Senior Member, Non-Attorney
It is a form of Benzene. All that was needed was to open the loading doors and allow it to evaporate. An employee with breathing equipment could have used a tow motor to pickup a pierced drum and put it outside.
A tow motor? Would said employee understand the hazards due to flammability?
 

OHRoadwarrior

Senior Member
The drums would have been skidded. The tow motor operator had the forks to high and forked a barrel. It is one of the most common damage issues in trucking. The tow motor would be touching wood. Then technically, the supervisor should call for a hazmat cleanup team but once it evaporates there is nothing to clean. If there is an injury, the Hazmat cleanup team should be called because of OSHA.

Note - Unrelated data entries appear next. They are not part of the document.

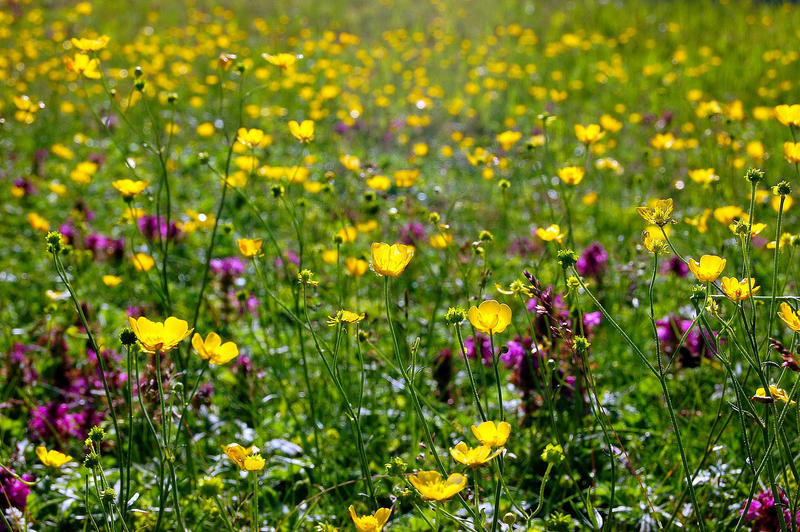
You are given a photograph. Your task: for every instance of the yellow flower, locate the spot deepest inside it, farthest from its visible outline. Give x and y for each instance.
(703, 175)
(254, 462)
(111, 280)
(490, 316)
(738, 290)
(589, 134)
(571, 175)
(249, 137)
(491, 434)
(551, 233)
(356, 267)
(351, 162)
(143, 262)
(83, 64)
(370, 523)
(431, 485)
(90, 45)
(250, 247)
(303, 131)
(130, 188)
(213, 350)
(659, 213)
(474, 457)
(390, 260)
(508, 139)
(789, 317)
(791, 150)
(345, 316)
(52, 458)
(708, 269)
(282, 60)
(788, 115)
(774, 393)
(159, 336)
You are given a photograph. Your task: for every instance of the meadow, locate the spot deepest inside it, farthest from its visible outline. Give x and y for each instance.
(397, 265)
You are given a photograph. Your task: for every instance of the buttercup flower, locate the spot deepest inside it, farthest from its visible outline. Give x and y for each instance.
(708, 269)
(303, 131)
(250, 247)
(490, 317)
(390, 260)
(491, 434)
(213, 350)
(52, 458)
(738, 290)
(431, 485)
(789, 317)
(473, 457)
(370, 523)
(158, 336)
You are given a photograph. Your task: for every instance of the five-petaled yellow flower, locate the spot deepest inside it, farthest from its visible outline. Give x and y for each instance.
(658, 213)
(213, 350)
(491, 434)
(475, 456)
(551, 233)
(370, 523)
(303, 131)
(490, 316)
(390, 260)
(431, 485)
(130, 188)
(789, 317)
(250, 247)
(159, 336)
(708, 269)
(571, 175)
(774, 393)
(737, 290)
(589, 134)
(52, 458)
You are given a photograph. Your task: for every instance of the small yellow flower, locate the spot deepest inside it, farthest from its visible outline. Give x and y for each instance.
(345, 316)
(491, 434)
(738, 290)
(551, 233)
(659, 213)
(249, 137)
(788, 115)
(250, 247)
(213, 350)
(589, 134)
(791, 150)
(473, 457)
(571, 175)
(490, 316)
(130, 188)
(143, 262)
(52, 458)
(356, 267)
(431, 485)
(708, 269)
(282, 60)
(370, 523)
(774, 393)
(159, 336)
(83, 64)
(390, 260)
(90, 45)
(303, 131)
(789, 317)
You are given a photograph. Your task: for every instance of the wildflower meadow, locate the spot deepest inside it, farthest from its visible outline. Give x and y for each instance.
(399, 265)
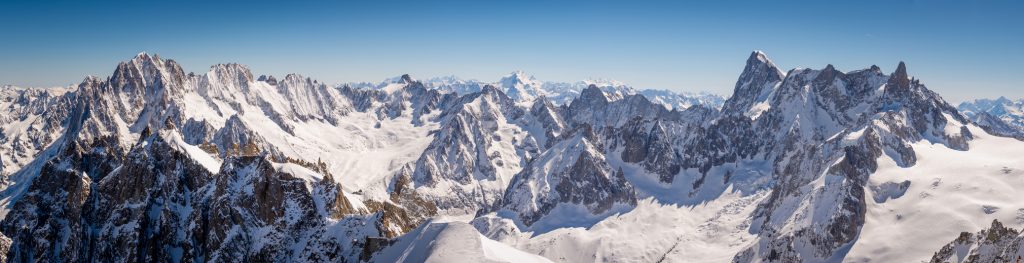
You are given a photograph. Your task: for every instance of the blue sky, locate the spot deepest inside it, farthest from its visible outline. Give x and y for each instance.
(963, 49)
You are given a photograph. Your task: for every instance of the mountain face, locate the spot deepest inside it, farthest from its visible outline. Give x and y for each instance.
(524, 89)
(1000, 116)
(996, 244)
(153, 164)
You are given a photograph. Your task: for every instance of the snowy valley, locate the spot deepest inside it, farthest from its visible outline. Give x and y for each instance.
(156, 164)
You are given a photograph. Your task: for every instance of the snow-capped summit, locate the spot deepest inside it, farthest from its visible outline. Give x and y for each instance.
(759, 79)
(807, 166)
(520, 87)
(1001, 116)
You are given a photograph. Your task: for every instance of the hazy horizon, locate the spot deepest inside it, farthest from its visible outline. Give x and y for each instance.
(957, 49)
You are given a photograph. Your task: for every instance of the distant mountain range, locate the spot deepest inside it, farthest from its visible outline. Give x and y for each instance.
(524, 88)
(156, 164)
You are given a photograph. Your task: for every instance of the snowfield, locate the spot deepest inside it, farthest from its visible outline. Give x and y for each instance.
(950, 191)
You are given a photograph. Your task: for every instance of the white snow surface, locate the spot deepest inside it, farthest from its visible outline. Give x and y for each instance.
(948, 193)
(452, 242)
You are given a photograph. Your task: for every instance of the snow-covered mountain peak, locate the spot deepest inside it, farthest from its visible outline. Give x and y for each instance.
(756, 83)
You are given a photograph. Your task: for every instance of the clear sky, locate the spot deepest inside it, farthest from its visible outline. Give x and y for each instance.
(963, 49)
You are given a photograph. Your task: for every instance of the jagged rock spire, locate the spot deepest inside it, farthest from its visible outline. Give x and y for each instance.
(899, 82)
(759, 78)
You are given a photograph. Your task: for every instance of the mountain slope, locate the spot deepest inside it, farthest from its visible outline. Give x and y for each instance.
(153, 164)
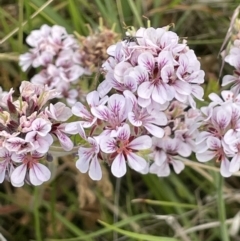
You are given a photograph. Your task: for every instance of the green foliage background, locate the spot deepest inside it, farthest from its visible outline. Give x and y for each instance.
(189, 206)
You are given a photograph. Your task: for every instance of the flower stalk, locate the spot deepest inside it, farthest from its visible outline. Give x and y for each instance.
(222, 209)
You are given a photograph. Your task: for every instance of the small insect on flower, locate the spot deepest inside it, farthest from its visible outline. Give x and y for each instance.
(130, 39)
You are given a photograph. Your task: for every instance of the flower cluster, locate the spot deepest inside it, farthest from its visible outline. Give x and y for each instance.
(155, 76)
(234, 60)
(27, 129)
(220, 138)
(57, 53)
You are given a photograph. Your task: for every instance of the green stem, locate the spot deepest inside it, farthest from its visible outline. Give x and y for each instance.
(36, 215)
(221, 209)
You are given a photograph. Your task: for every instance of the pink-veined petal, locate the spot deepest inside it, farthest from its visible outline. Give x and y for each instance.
(134, 119)
(95, 171)
(205, 156)
(39, 174)
(136, 162)
(64, 140)
(178, 166)
(118, 167)
(160, 157)
(147, 61)
(85, 155)
(41, 126)
(18, 175)
(123, 132)
(235, 163)
(108, 144)
(145, 90)
(141, 143)
(224, 169)
(154, 130)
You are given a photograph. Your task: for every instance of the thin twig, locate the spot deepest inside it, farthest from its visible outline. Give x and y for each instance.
(205, 226)
(116, 203)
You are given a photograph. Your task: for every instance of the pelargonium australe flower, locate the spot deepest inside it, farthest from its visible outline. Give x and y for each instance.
(28, 127)
(157, 67)
(155, 79)
(234, 60)
(219, 138)
(55, 51)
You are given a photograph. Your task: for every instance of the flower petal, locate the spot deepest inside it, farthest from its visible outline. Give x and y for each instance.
(18, 175)
(118, 167)
(141, 143)
(95, 171)
(136, 162)
(205, 156)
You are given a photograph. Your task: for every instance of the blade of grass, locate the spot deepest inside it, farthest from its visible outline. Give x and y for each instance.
(107, 230)
(50, 14)
(221, 208)
(36, 214)
(25, 22)
(20, 31)
(136, 235)
(164, 203)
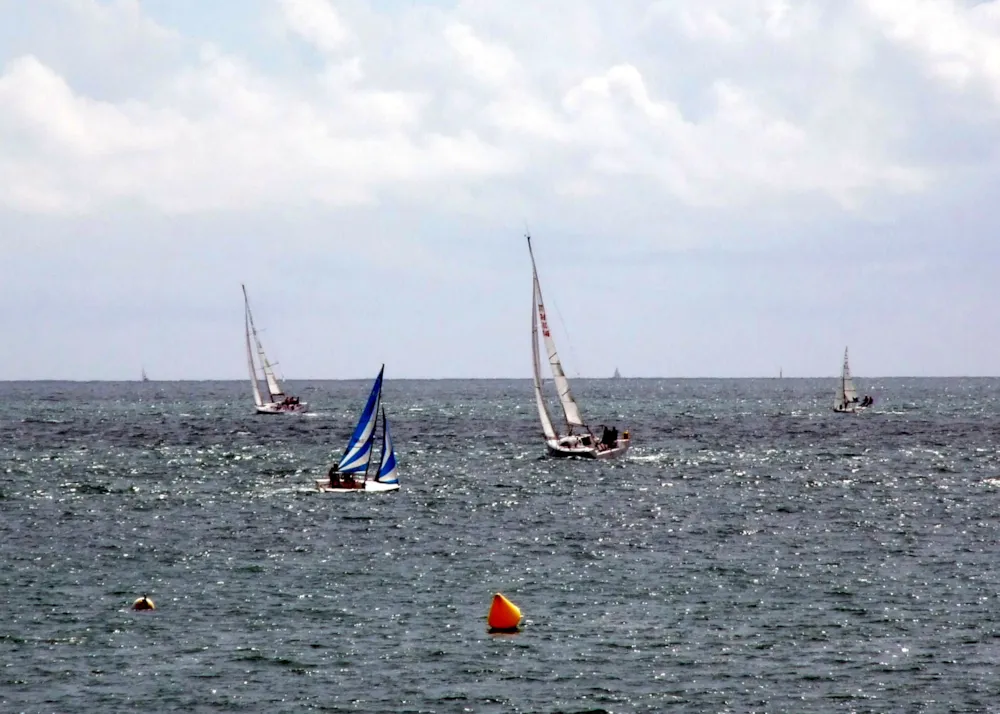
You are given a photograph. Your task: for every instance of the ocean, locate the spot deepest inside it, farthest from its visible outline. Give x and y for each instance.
(753, 552)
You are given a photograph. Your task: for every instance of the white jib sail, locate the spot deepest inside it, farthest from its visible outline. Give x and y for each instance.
(250, 365)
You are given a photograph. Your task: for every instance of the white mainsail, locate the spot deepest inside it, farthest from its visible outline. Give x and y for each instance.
(570, 409)
(846, 393)
(250, 365)
(274, 389)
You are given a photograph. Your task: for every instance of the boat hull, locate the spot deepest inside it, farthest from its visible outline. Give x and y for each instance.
(278, 408)
(558, 449)
(323, 486)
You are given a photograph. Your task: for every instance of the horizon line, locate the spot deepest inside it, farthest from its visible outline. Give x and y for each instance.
(484, 379)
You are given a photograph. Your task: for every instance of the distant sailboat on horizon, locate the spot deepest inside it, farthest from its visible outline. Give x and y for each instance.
(278, 402)
(845, 400)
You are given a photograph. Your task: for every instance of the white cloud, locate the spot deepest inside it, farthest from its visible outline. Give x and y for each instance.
(716, 104)
(959, 44)
(316, 21)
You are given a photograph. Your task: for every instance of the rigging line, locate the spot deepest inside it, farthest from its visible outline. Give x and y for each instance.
(572, 351)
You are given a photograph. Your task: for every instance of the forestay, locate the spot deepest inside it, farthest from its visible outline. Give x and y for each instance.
(387, 464)
(358, 453)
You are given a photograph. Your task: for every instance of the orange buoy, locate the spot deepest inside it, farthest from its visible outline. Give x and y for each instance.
(143, 603)
(504, 615)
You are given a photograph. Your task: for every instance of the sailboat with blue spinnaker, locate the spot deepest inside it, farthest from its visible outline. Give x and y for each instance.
(351, 472)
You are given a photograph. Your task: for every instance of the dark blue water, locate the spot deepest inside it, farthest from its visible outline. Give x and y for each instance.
(754, 553)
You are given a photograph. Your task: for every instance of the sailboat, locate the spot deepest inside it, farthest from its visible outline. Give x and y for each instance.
(579, 439)
(278, 402)
(845, 398)
(357, 456)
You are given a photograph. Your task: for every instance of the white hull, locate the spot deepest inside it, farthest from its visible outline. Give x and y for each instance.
(279, 408)
(572, 447)
(323, 486)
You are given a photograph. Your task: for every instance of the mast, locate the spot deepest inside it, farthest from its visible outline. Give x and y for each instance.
(247, 324)
(386, 466)
(570, 409)
(543, 410)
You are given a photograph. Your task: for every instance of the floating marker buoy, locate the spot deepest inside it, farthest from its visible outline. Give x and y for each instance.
(504, 615)
(143, 603)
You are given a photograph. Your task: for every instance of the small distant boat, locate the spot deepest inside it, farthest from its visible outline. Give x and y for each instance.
(578, 440)
(845, 400)
(343, 477)
(278, 402)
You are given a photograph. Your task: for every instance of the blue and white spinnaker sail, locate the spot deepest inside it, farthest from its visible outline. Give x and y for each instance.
(359, 449)
(387, 464)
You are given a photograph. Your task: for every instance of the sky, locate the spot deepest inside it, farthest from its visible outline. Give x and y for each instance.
(714, 188)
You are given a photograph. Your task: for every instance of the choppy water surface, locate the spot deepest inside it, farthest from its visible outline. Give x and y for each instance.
(755, 551)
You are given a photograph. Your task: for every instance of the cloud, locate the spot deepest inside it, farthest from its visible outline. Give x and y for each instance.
(959, 45)
(316, 21)
(714, 104)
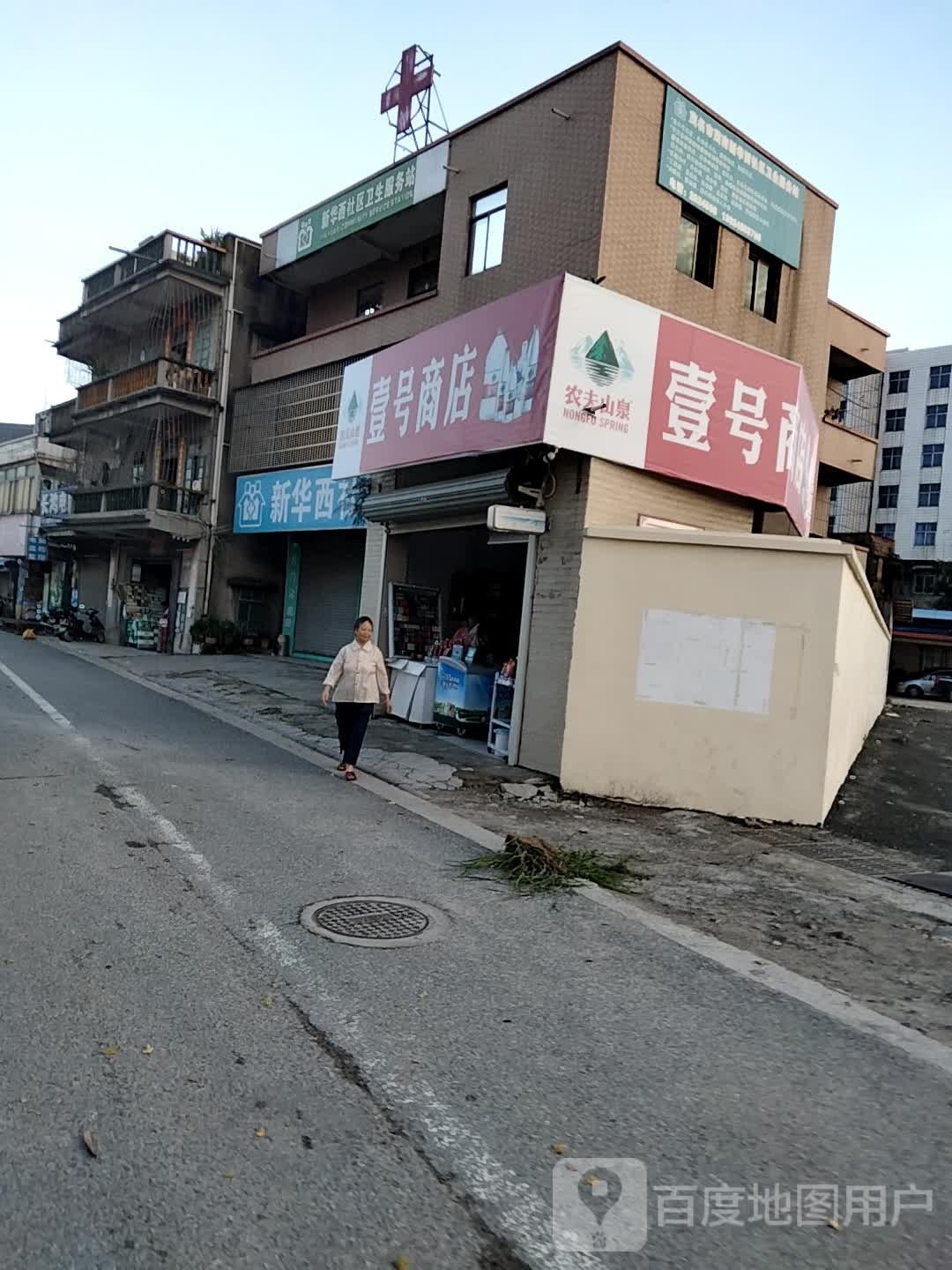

Gov't Regs often require Hazmat teams be called regardless of the logic of their arrival. For example, I had a brake malfunction on a semi, the computer took over braking all wheels and causing a jackknife in the rain. Once recovery was out of the question, I turned the wheel to keep the tractor jammed into the trailer hoping to avoid going through a guardrail. After destroying about 30 yards of guardrail, I continued to ride out the jackknife, because touching the brakes might have caused the trailer to swing wide and hit traffic trying to clear the truck. After sliding downhill about 250 yards, I slammed into the Jersey Barriers in the middle of the road backwards, crushing the right fuel tank along with destroying the truck. About 185 gallons of diesel spilled out of the crushed tank and ran across 30 feet of highway into drain that dropped into the ravine/creek I almost ended up in. About 100 yards down stream it went into a major river. The fire dept spread sand onto the diesel oil on the road to absorb it and the rain washed the sand and diesel into the drain also. I received a call from the Hazmat team asking what the status was, he said they were about 1.5 hours away. I told him it was a waste of time for them to come since the sand would clean the road and it was all being washed into the river. He insisted they were going to drive for 1.5 hours to get there, re-clean 30 feet by 5 feet of highway and then drive 1.5 hours back. More leakage was not an issue as the fuel tank was crushed so badly the wrecker crew tossed it into their pickup truck. I could not resist and told him by the time he got here, the diesel was going to be 40 miles downstream at least. He ignored the reality.


A tow motor? Would said employee understand the hazards due to flammability?